I'm trying to sort places in an autocomplete by the probability that the user wants to select them, given their context, which mostly consists of their current location, time and history (previous selections). So the goal is to estimate the following probability:
$P(user\ wants\ to\ select\ this\ place\ |\ context,\ place)$
The autocomplete displays a list of places filtered by the entered text and sorted by the predicted probability. So if the user entered "ab", only places starting with "ab" are shown.
The main metric I'm trying to optimize is how many keystrokes are required (on average) until the desired place bubbles up to the first position in the list. Correctly predicting the above probability should be enough to maximize this.
The input dataset consists of 500,000 selections (or searches) and for each of them the context and the chosen place are known. There are 50,000 items in the autocomplete.
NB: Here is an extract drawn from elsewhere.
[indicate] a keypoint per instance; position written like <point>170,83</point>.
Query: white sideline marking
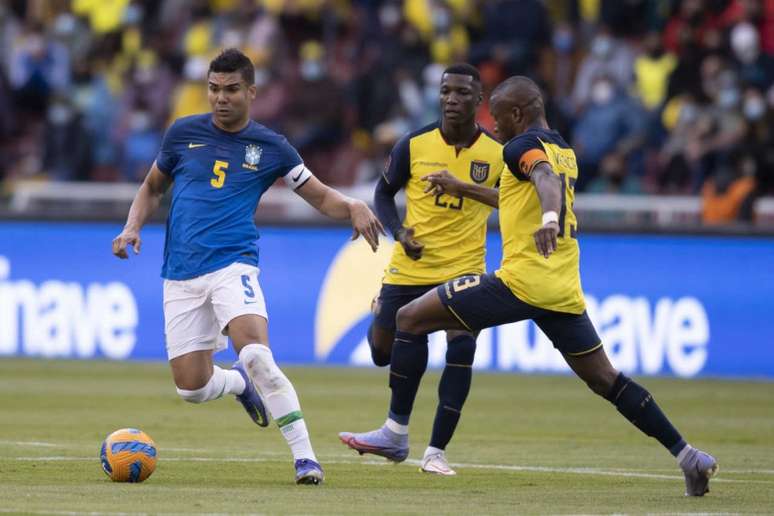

One approach is to use a logistic regression to predict whether a place was selected given the context. So for every search and every place, there would be a training example with features derived from the combination of the context and the place, such as:
- distance from current location to the place
- whether the place was used before
The training examples could have this form:
$[distance,\ used\ before] \to [0\ or\ 1]$
Unfortunately, the resulting dataset would be huge (25,000,000,000) and imbalanced (1:49,999). I tried using only one randomly selected negative example for every search, which shrinks and balances the dataset, but it didn't work very well. Taking more negative examples per search while using less searches improved the performance
Directly optimizing the metric (using a black-box optimization algorithm) works quite well but it's slow and I'm not confident it finds the best solution. Thousands or tens of thousands searches were enough for a good fit.
What are some other things I should try? Is the logistic regression approach theoretically ok?
Note: prediction must be very fast so I can't use methods such as k-NN.